Although the protective role of CTL after OPXV vaccination remains to be defined (Buchman et al., 2010), immunogens that target T-cell epitopes also appear to be effective (Goulding et al., 2013, Hirao et al., 2011, Moise et al., 2011, Snyder et al., 2004). As specific cytokine release is one of the main characteristics of the Th1/Th2 responses, both IFNγ and IL4 production were assessed. IL4 production varied only slightly among the groups, whereas the number of IFNγ-producing cells was higher in the mice of Group 4, which resulted in a significantly higher IFNγ/IL4 ratio in protected mice. When testing the effector function of specific CD8+ T-cells, similar higher cytotoxic activity was found in the spleen of the mice of Groups 4 and 5. This suggests a pivotal role of IFNγ-producing T cells and cytotoxic cells in the mice of Group 4, which is also in agreement with other recent studies that have underlined the need for T-cell responses for survival after VV challenge.
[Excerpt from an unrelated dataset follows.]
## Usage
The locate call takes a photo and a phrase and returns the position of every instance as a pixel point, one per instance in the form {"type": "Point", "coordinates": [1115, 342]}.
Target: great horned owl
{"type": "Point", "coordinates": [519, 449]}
Although the weight decrease soon after the challenge was similar in all of the immunised groups, it is surprising that this loss was consistently almost 5% higher in the mice of Group 4, which then progressively regained weight at day 5 p.c. and were protected. As three out of six mice of Group 5 also regained weight at day 7 p.c. and were protected, these results suggest a transient negative effect on animals vaccinated with MVA, and confirms that MVA can provide 100% protection only after repeated administrations (Handley et al., 2009, Kennedy and Greenberg, 2009, Kenner et al., 2006). Although the use of a different vector might avoid the neutralisation elicited by MVA priming, the boosting with FP-based recombinants did not elicit protection in all of the animals of Group 5.

In spite of the evidence from other studies, DNA recombinants alone did not provide any protection. This might be ascribed to the absence of repeated DNA immunisation or to a different way of DNA administration. It is well known that a more effective immune response can be obtained by heterologous prime/boost, although the route and dose of vaccine administration might also be determinants (Bansal et al., 2008). This is further supported by a recent study in which an optimal dose of the VV Tiantan attenuated strain was used, with higher levels of long-lasting neutralising antibody responses induced in protected mice through the intranasal/oral than the i.m. and s.c. routes (Lu et al., 2011). If FP evasion mechanisms can be hypothesised that can inactivate cytokines, these mechanisms were not active in previous immunisation experiments in which other FP recombinants were used, and it prompts us to improve immunogenicity by different routes of immunisation.